Ainda que daqui em diante me debruce no ensino superior em concreto, creio que a abordagem poderá ser transversal aos restantes ciclos de ensino. Se pensarmos que uma unidade curricular (UC) mantém, durante cinco anos, o seu conteúdo, conseguimos perceber rapidamente que, nos modelos até hoje enraizados, existe um docente que repete a mesma exposição teórica cinco vezes. Em alternativa, o docente poderia simplesmente gravar um vídeo. Um vídeo que seria disponibilizado previamente aos alunos, antes da aula presencial, e serviria como material de suporte à mesma, que se deveria cingir ao debate e à exposição de dúvidas ou à resolução de problemas e casos ou aulas práticas. Desta forma, o docente poderia dedicar mais tempo aos seus projetos de investigação e a um acompanhamento mais personalizado e cuidado dos seus alunos, sendo que estes veriam nas aulas uma oportunidade para desenvolver o seu espírito crítico, através de componentes mais práticas e menos expositivas. 
 
Este modelo exigiria, naturalmente, o que há muito tempo os estudantes defendem: a redução do tempo passado dentro da sala de aula. Que não é, de todo, sinónimo de menos tempo dedicado ao estudo e à aprendizagem. Este é um modelo que permite que os estudantes prepararem os conteúdos letivos nas suas casas, ao ritmo que conseguem acompanhar, repetindo as vezes que assim entenderem. Têm a possibilidade de desenvolver áreas que mais lhes despertem interesse, tendo de existir igualmente espaço presencial para partilharem as suas reflexões e as suas dúvidas com o docente e com os restantes colegas. Desta forma, progridem ao nível da responsabilidade, da autonomia, do espírito crítico, da comunicação, da capacidade de expor os seus problemas e defender os seus pontos de vista, skills fundamentais para alcançar o sucesso académico e profissional.

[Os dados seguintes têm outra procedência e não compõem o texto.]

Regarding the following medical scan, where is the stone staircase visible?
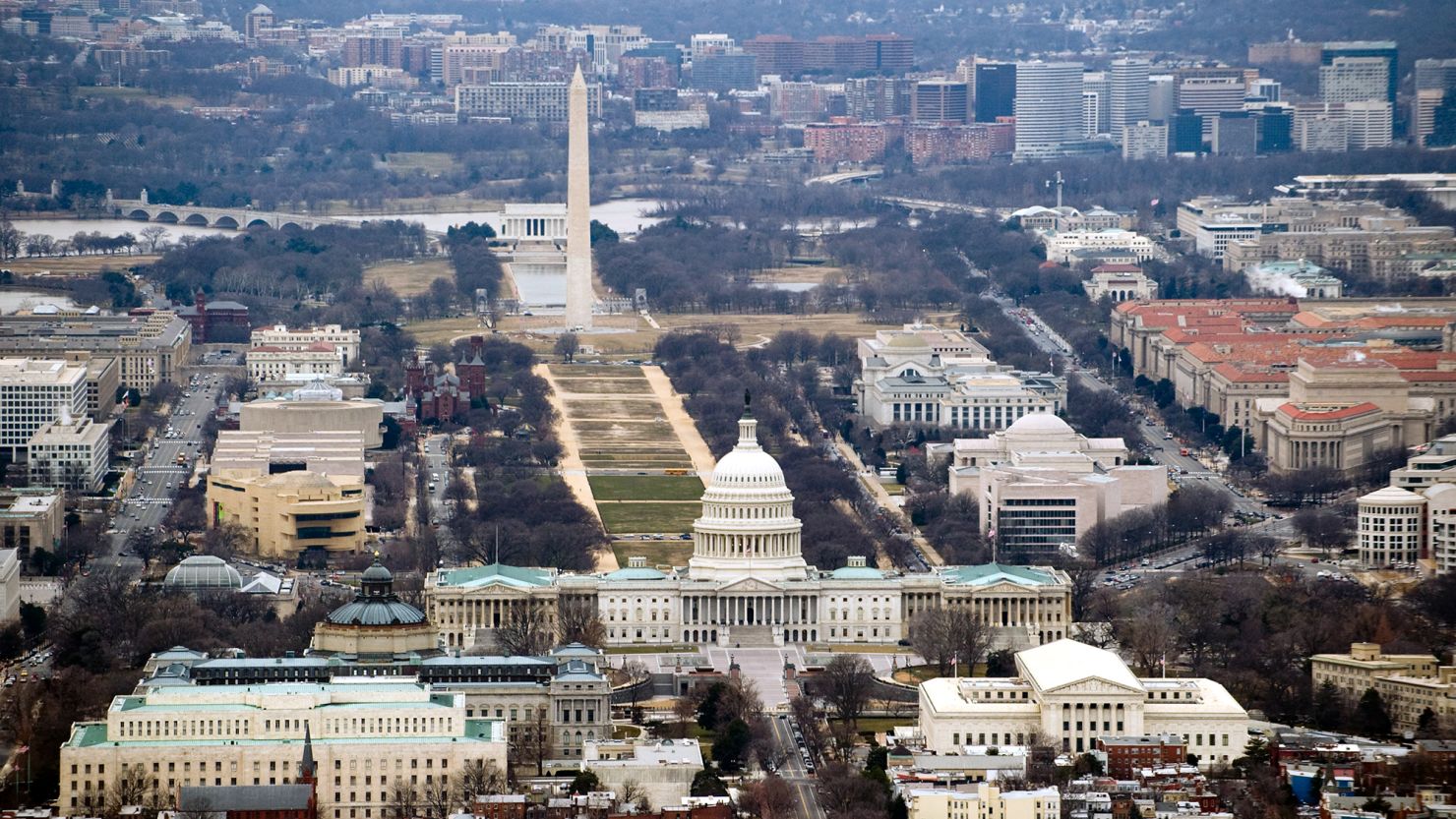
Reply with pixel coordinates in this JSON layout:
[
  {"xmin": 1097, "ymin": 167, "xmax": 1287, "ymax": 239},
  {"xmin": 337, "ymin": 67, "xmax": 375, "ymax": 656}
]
[{"xmin": 728, "ymin": 625, "xmax": 777, "ymax": 649}]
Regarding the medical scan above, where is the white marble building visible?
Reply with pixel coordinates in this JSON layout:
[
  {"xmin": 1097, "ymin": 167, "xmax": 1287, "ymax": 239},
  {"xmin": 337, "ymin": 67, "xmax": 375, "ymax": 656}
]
[
  {"xmin": 920, "ymin": 640, "xmax": 1249, "ymax": 767},
  {"xmin": 425, "ymin": 415, "xmax": 1071, "ymax": 647}
]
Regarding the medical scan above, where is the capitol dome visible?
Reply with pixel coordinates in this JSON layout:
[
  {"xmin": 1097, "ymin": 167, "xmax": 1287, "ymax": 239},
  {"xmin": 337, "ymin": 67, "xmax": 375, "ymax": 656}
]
[
  {"xmin": 327, "ymin": 555, "xmax": 425, "ymax": 625},
  {"xmin": 688, "ymin": 395, "xmax": 808, "ymax": 580}
]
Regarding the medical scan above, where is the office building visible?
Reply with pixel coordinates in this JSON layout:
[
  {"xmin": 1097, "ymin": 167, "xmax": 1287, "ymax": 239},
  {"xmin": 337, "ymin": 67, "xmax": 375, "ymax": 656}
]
[
  {"xmin": 865, "ymin": 33, "xmax": 914, "ymax": 74},
  {"xmin": 920, "ymin": 640, "xmax": 1249, "ymax": 768},
  {"xmin": 1107, "ymin": 60, "xmax": 1149, "ymax": 144},
  {"xmin": 743, "ymin": 33, "xmax": 804, "ymax": 80},
  {"xmin": 1178, "ymin": 74, "xmax": 1247, "ymax": 142},
  {"xmin": 0, "ymin": 358, "xmax": 86, "ymax": 461},
  {"xmin": 1319, "ymin": 40, "xmax": 1401, "ymax": 107},
  {"xmin": 27, "ymin": 409, "xmax": 110, "ymax": 492},
  {"xmin": 949, "ymin": 412, "xmax": 1168, "ymax": 560},
  {"xmin": 207, "ymin": 431, "xmax": 365, "ymax": 561},
  {"xmin": 424, "ymin": 415, "xmax": 1070, "ymax": 647},
  {"xmin": 844, "ymin": 77, "xmax": 914, "ymax": 122},
  {"xmin": 581, "ymin": 736, "xmax": 703, "ymax": 807},
  {"xmin": 974, "ymin": 63, "xmax": 1016, "ymax": 122},
  {"xmin": 0, "ymin": 486, "xmax": 66, "ymax": 556},
  {"xmin": 57, "ymin": 679, "xmax": 507, "ymax": 819},
  {"xmin": 455, "ymin": 82, "xmax": 601, "ymax": 122},
  {"xmin": 1210, "ymin": 110, "xmax": 1259, "ymax": 157},
  {"xmin": 251, "ymin": 324, "xmax": 360, "ymax": 367},
  {"xmin": 853, "ymin": 324, "xmax": 1067, "ymax": 429},
  {"xmin": 692, "ymin": 52, "xmax": 758, "ymax": 91},
  {"xmin": 1119, "ymin": 119, "xmax": 1168, "ymax": 160},
  {"xmin": 1168, "ymin": 107, "xmax": 1204, "ymax": 154},
  {"xmin": 0, "ymin": 312, "xmax": 192, "ymax": 395},
  {"xmin": 1015, "ymin": 61, "xmax": 1082, "ymax": 160},
  {"xmin": 910, "ymin": 80, "xmax": 971, "ymax": 124},
  {"xmin": 1319, "ymin": 57, "xmax": 1393, "ymax": 105},
  {"xmin": 903, "ymin": 782, "xmax": 1062, "ymax": 819}
]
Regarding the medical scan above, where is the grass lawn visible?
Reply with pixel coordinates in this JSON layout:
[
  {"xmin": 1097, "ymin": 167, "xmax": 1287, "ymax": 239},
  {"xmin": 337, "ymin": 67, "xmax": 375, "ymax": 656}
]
[
  {"xmin": 404, "ymin": 317, "xmax": 489, "ymax": 346},
  {"xmin": 828, "ymin": 716, "xmax": 916, "ymax": 733},
  {"xmin": 556, "ymin": 379, "xmax": 652, "ymax": 395},
  {"xmin": 586, "ymin": 476, "xmax": 703, "ymax": 500},
  {"xmin": 612, "ymin": 540, "xmax": 693, "ymax": 566},
  {"xmin": 597, "ymin": 500, "xmax": 701, "ymax": 543},
  {"xmin": 385, "ymin": 151, "xmax": 460, "ymax": 176},
  {"xmin": 364, "ymin": 259, "xmax": 455, "ymax": 295},
  {"xmin": 4, "ymin": 253, "xmax": 166, "ymax": 274}
]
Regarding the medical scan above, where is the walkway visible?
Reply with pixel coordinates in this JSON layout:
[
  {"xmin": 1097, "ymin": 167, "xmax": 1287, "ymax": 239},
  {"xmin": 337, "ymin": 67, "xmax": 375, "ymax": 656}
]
[
  {"xmin": 834, "ymin": 435, "xmax": 945, "ymax": 566},
  {"xmin": 531, "ymin": 364, "xmax": 622, "ymax": 571},
  {"xmin": 642, "ymin": 367, "xmax": 718, "ymax": 486}
]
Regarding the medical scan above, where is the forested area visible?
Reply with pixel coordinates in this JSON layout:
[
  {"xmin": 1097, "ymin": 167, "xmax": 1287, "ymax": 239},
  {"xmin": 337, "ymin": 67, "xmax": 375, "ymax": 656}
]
[{"xmin": 655, "ymin": 333, "xmax": 888, "ymax": 569}]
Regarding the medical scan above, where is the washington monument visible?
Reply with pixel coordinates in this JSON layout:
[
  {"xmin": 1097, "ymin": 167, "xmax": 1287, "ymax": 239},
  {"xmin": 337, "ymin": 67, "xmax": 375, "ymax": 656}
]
[{"xmin": 567, "ymin": 66, "xmax": 595, "ymax": 330}]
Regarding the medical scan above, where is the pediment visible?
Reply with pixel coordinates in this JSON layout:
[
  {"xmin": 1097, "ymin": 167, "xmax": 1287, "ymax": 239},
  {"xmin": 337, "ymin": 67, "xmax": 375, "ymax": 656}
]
[
  {"xmin": 718, "ymin": 577, "xmax": 783, "ymax": 595},
  {"xmin": 1043, "ymin": 676, "xmax": 1146, "ymax": 697}
]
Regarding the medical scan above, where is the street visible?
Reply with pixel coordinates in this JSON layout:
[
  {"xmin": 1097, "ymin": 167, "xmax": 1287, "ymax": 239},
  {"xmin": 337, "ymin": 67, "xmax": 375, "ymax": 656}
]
[
  {"xmin": 107, "ymin": 373, "xmax": 222, "ymax": 574},
  {"xmin": 768, "ymin": 717, "xmax": 824, "ymax": 819}
]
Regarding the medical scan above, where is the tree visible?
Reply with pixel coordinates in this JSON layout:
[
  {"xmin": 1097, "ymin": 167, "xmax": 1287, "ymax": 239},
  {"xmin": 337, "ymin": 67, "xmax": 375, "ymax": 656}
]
[
  {"xmin": 552, "ymin": 333, "xmax": 581, "ymax": 364},
  {"xmin": 1290, "ymin": 506, "xmax": 1350, "ymax": 557},
  {"xmin": 140, "ymin": 224, "xmax": 167, "ymax": 253},
  {"xmin": 495, "ymin": 604, "xmax": 556, "ymax": 658},
  {"xmin": 203, "ymin": 521, "xmax": 254, "ymax": 560},
  {"xmin": 689, "ymin": 762, "xmax": 728, "ymax": 795},
  {"xmin": 817, "ymin": 655, "xmax": 875, "ymax": 726},
  {"xmin": 556, "ymin": 597, "xmax": 607, "ymax": 649},
  {"xmin": 713, "ymin": 719, "xmax": 753, "ymax": 773},
  {"xmin": 571, "ymin": 770, "xmax": 601, "ymax": 792},
  {"xmin": 739, "ymin": 774, "xmax": 798, "ymax": 819},
  {"xmin": 1350, "ymin": 688, "xmax": 1390, "ymax": 737}
]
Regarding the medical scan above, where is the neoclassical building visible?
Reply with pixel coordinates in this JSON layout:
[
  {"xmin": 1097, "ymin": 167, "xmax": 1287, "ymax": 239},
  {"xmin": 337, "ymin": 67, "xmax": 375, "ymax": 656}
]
[
  {"xmin": 424, "ymin": 413, "xmax": 1071, "ymax": 647},
  {"xmin": 920, "ymin": 640, "xmax": 1249, "ymax": 767}
]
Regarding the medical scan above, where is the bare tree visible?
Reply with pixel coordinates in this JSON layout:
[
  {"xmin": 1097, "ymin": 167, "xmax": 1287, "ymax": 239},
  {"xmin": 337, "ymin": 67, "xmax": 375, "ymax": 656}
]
[
  {"xmin": 620, "ymin": 780, "xmax": 652, "ymax": 813},
  {"xmin": 556, "ymin": 597, "xmax": 607, "ymax": 649},
  {"xmin": 816, "ymin": 655, "xmax": 875, "ymax": 726},
  {"xmin": 495, "ymin": 604, "xmax": 556, "ymax": 658}
]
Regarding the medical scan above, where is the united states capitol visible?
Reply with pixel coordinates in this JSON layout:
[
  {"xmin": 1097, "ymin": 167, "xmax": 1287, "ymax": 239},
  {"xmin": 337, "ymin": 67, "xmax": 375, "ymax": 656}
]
[{"xmin": 424, "ymin": 410, "xmax": 1071, "ymax": 649}]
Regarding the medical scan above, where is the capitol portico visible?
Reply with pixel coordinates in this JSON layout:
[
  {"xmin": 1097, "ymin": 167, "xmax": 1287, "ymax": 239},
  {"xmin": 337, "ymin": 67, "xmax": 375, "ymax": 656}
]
[{"xmin": 425, "ymin": 401, "xmax": 1071, "ymax": 647}]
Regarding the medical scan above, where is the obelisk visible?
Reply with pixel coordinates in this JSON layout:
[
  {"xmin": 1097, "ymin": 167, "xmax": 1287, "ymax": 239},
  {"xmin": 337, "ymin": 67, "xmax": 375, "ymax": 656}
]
[{"xmin": 567, "ymin": 66, "xmax": 595, "ymax": 330}]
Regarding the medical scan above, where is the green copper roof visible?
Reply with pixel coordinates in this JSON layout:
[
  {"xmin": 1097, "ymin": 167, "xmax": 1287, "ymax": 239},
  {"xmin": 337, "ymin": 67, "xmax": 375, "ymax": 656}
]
[
  {"xmin": 940, "ymin": 563, "xmax": 1057, "ymax": 586},
  {"xmin": 438, "ymin": 563, "xmax": 550, "ymax": 588}
]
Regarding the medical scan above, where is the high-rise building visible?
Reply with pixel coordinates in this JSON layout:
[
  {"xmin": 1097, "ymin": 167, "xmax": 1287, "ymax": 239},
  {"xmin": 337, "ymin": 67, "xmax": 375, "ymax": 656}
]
[
  {"xmin": 1147, "ymin": 74, "xmax": 1178, "ymax": 122},
  {"xmin": 1107, "ymin": 60, "xmax": 1149, "ymax": 140},
  {"xmin": 693, "ymin": 52, "xmax": 758, "ymax": 91},
  {"xmin": 1015, "ymin": 60, "xmax": 1082, "ymax": 158},
  {"xmin": 1211, "ymin": 110, "xmax": 1259, "ymax": 157},
  {"xmin": 1119, "ymin": 119, "xmax": 1168, "ymax": 160},
  {"xmin": 1168, "ymin": 107, "xmax": 1202, "ymax": 154},
  {"xmin": 844, "ymin": 77, "xmax": 914, "ymax": 122},
  {"xmin": 1319, "ymin": 57, "xmax": 1393, "ymax": 105},
  {"xmin": 1319, "ymin": 39, "xmax": 1401, "ymax": 107},
  {"xmin": 910, "ymin": 80, "xmax": 971, "ymax": 122},
  {"xmin": 743, "ymin": 33, "xmax": 804, "ymax": 80},
  {"xmin": 865, "ymin": 33, "xmax": 914, "ymax": 74},
  {"xmin": 1178, "ymin": 74, "xmax": 1247, "ymax": 140},
  {"xmin": 1082, "ymin": 71, "xmax": 1113, "ymax": 137},
  {"xmin": 976, "ymin": 63, "xmax": 1016, "ymax": 122}
]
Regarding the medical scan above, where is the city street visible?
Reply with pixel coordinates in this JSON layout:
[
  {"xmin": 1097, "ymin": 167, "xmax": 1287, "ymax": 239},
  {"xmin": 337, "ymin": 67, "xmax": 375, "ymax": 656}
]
[
  {"xmin": 107, "ymin": 373, "xmax": 222, "ymax": 574},
  {"xmin": 768, "ymin": 717, "xmax": 824, "ymax": 819}
]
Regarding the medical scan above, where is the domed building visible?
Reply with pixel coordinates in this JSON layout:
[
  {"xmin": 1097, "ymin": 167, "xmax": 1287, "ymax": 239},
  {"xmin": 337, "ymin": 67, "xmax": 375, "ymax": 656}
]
[
  {"xmin": 425, "ymin": 410, "xmax": 1071, "ymax": 649},
  {"xmin": 942, "ymin": 413, "xmax": 1168, "ymax": 558},
  {"xmin": 309, "ymin": 555, "xmax": 441, "ymax": 659},
  {"xmin": 161, "ymin": 555, "xmax": 243, "ymax": 592}
]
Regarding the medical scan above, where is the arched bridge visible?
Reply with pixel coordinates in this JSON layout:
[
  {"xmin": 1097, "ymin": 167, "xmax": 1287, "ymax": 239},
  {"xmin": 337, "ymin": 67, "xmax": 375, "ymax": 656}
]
[{"xmin": 108, "ymin": 198, "xmax": 358, "ymax": 230}]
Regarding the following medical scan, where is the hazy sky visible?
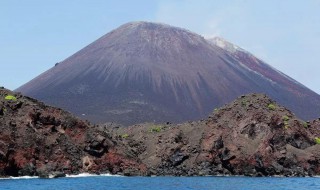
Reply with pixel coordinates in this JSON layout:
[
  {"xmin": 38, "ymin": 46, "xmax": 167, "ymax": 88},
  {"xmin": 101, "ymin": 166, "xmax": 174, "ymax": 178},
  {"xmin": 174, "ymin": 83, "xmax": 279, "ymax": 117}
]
[{"xmin": 0, "ymin": 0, "xmax": 320, "ymax": 93}]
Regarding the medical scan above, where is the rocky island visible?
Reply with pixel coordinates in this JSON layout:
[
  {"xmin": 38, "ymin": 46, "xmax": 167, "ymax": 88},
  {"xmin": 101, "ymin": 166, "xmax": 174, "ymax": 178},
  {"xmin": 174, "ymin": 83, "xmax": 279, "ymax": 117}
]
[{"xmin": 0, "ymin": 88, "xmax": 320, "ymax": 178}]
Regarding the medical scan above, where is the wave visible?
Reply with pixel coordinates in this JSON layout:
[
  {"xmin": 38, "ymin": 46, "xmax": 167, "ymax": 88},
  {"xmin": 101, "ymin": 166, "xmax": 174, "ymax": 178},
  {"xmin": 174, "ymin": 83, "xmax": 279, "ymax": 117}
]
[
  {"xmin": 0, "ymin": 176, "xmax": 39, "ymax": 180},
  {"xmin": 0, "ymin": 173, "xmax": 122, "ymax": 180},
  {"xmin": 66, "ymin": 173, "xmax": 122, "ymax": 178}
]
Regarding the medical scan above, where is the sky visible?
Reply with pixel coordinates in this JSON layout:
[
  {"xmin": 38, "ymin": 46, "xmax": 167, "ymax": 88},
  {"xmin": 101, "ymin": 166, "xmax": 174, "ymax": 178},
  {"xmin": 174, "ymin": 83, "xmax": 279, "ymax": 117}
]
[{"xmin": 0, "ymin": 0, "xmax": 320, "ymax": 94}]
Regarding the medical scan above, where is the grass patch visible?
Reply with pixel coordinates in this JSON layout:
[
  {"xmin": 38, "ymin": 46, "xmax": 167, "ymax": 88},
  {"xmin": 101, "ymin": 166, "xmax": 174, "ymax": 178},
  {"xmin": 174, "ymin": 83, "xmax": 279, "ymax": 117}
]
[
  {"xmin": 302, "ymin": 122, "xmax": 308, "ymax": 128},
  {"xmin": 268, "ymin": 104, "xmax": 276, "ymax": 111},
  {"xmin": 121, "ymin": 133, "xmax": 129, "ymax": 139},
  {"xmin": 149, "ymin": 125, "xmax": 162, "ymax": 133},
  {"xmin": 4, "ymin": 95, "xmax": 17, "ymax": 101},
  {"xmin": 282, "ymin": 115, "xmax": 290, "ymax": 129}
]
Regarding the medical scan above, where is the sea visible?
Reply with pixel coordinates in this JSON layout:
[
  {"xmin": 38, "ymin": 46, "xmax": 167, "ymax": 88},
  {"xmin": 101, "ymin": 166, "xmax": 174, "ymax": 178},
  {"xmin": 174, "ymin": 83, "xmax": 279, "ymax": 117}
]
[{"xmin": 0, "ymin": 174, "xmax": 320, "ymax": 190}]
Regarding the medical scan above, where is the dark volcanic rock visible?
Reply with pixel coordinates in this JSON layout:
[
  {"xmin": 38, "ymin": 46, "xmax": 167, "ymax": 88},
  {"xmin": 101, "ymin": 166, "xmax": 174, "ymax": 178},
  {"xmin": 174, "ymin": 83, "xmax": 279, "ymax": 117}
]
[
  {"xmin": 0, "ymin": 89, "xmax": 320, "ymax": 178},
  {"xmin": 0, "ymin": 89, "xmax": 145, "ymax": 178},
  {"xmin": 16, "ymin": 22, "xmax": 320, "ymax": 125}
]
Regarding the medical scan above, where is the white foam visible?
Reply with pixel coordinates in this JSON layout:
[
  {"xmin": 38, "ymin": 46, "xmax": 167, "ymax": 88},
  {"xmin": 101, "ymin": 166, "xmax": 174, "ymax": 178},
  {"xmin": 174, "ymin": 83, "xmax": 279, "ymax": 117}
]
[{"xmin": 0, "ymin": 176, "xmax": 39, "ymax": 180}]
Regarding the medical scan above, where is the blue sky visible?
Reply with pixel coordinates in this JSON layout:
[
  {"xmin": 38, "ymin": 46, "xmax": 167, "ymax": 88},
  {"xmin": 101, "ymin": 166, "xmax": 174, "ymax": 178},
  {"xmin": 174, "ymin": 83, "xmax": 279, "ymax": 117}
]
[{"xmin": 0, "ymin": 0, "xmax": 320, "ymax": 93}]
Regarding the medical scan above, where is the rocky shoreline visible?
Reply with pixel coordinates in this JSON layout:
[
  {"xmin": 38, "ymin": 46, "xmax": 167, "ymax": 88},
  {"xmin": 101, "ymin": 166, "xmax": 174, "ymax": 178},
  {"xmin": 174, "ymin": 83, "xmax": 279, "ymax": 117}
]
[{"xmin": 0, "ymin": 89, "xmax": 320, "ymax": 178}]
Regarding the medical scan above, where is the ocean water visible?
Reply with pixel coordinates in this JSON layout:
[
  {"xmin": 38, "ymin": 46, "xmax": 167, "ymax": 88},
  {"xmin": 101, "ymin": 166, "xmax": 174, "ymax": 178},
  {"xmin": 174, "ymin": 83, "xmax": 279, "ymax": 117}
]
[{"xmin": 0, "ymin": 175, "xmax": 320, "ymax": 190}]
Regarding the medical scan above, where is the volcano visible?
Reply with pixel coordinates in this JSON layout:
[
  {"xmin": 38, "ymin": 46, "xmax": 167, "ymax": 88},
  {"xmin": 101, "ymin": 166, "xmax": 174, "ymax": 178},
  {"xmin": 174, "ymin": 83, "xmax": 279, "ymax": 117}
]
[{"xmin": 16, "ymin": 22, "xmax": 320, "ymax": 125}]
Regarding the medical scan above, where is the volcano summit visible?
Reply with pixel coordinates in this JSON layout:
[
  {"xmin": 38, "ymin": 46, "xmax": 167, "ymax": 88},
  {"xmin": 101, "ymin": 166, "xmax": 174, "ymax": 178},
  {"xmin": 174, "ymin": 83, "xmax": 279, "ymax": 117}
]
[{"xmin": 16, "ymin": 22, "xmax": 320, "ymax": 125}]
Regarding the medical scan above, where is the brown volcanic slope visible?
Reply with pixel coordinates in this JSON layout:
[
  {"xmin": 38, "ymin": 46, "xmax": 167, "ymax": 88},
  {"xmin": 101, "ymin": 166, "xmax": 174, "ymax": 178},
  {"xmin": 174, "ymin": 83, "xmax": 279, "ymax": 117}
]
[
  {"xmin": 112, "ymin": 94, "xmax": 320, "ymax": 176},
  {"xmin": 0, "ymin": 89, "xmax": 320, "ymax": 177},
  {"xmin": 0, "ymin": 89, "xmax": 146, "ymax": 177},
  {"xmin": 17, "ymin": 22, "xmax": 320, "ymax": 125}
]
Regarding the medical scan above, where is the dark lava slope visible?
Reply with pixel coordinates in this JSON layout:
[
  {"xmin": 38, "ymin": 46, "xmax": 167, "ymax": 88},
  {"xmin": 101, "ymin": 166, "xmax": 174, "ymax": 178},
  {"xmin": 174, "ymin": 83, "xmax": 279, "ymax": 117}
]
[
  {"xmin": 0, "ymin": 89, "xmax": 146, "ymax": 177},
  {"xmin": 113, "ymin": 94, "xmax": 320, "ymax": 176},
  {"xmin": 16, "ymin": 22, "xmax": 320, "ymax": 125},
  {"xmin": 0, "ymin": 89, "xmax": 320, "ymax": 177}
]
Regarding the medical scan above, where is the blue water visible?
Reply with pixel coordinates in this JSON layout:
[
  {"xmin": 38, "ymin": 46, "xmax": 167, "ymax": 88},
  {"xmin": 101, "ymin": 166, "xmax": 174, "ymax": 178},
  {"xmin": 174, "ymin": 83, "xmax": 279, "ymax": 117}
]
[{"xmin": 0, "ymin": 177, "xmax": 320, "ymax": 190}]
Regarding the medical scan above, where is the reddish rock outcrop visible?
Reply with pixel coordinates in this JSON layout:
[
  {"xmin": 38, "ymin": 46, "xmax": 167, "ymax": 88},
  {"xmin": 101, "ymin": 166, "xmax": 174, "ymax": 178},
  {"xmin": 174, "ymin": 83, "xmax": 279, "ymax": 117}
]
[
  {"xmin": 0, "ymin": 89, "xmax": 146, "ymax": 177},
  {"xmin": 114, "ymin": 94, "xmax": 320, "ymax": 176},
  {"xmin": 0, "ymin": 89, "xmax": 320, "ymax": 177}
]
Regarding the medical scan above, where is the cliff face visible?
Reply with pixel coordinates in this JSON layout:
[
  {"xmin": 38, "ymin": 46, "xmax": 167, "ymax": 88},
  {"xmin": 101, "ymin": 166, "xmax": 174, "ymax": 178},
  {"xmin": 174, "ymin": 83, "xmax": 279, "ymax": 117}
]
[
  {"xmin": 0, "ymin": 89, "xmax": 145, "ymax": 177},
  {"xmin": 114, "ymin": 94, "xmax": 320, "ymax": 176},
  {"xmin": 16, "ymin": 22, "xmax": 320, "ymax": 125},
  {"xmin": 0, "ymin": 89, "xmax": 320, "ymax": 177}
]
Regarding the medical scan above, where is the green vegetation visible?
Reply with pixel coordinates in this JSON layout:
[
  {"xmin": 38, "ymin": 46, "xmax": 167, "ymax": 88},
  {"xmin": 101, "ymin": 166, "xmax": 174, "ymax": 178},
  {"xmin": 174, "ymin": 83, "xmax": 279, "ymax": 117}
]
[
  {"xmin": 241, "ymin": 100, "xmax": 248, "ymax": 107},
  {"xmin": 268, "ymin": 104, "xmax": 276, "ymax": 111},
  {"xmin": 302, "ymin": 121, "xmax": 308, "ymax": 128},
  {"xmin": 282, "ymin": 115, "xmax": 290, "ymax": 129},
  {"xmin": 121, "ymin": 133, "xmax": 129, "ymax": 139},
  {"xmin": 149, "ymin": 125, "xmax": 162, "ymax": 133},
  {"xmin": 282, "ymin": 115, "xmax": 290, "ymax": 121},
  {"xmin": 4, "ymin": 95, "xmax": 17, "ymax": 101}
]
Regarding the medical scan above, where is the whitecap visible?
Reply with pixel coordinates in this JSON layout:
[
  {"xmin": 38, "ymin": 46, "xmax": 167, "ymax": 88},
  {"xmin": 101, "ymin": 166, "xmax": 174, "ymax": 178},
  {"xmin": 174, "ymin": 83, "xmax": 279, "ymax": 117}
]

No que diz respeito à avaliação, é, para mim, hoje, claro que precisamos de uma reforma da visão que temos sobre as mesmas. O que tem sido implementado é uma cultura de finalidade única na avaliação, quando a mesma deve residir na aprendizagem, sendo a avaliação um indicador da mesma, com a necessidade, por isso, de a tornar mais contínua e diversificada.
 
Esta crise evidenciou a necessidade de existência de uma ligação forte nos processos de decisão entre docente e discente, principalmente através da existência e funcionamento das comissões de curso, pela proximidade de comunicação entre alunos e professores na procura de soluções comuns para os problemas que se encontram no dia a dia nos diversos cursos. 

Neste período, repensamos os nossos métodos educativos e identificamos como fundamental a participação dos estudantes e a revisão do nosso olhar sobre a avaliação. Atrevo-me a dizer que avançamos em três meses o que não fizemos numa década em prol do futuro da educação no ensino superior. Estaremos, agora, recetivos a pensar em reformas?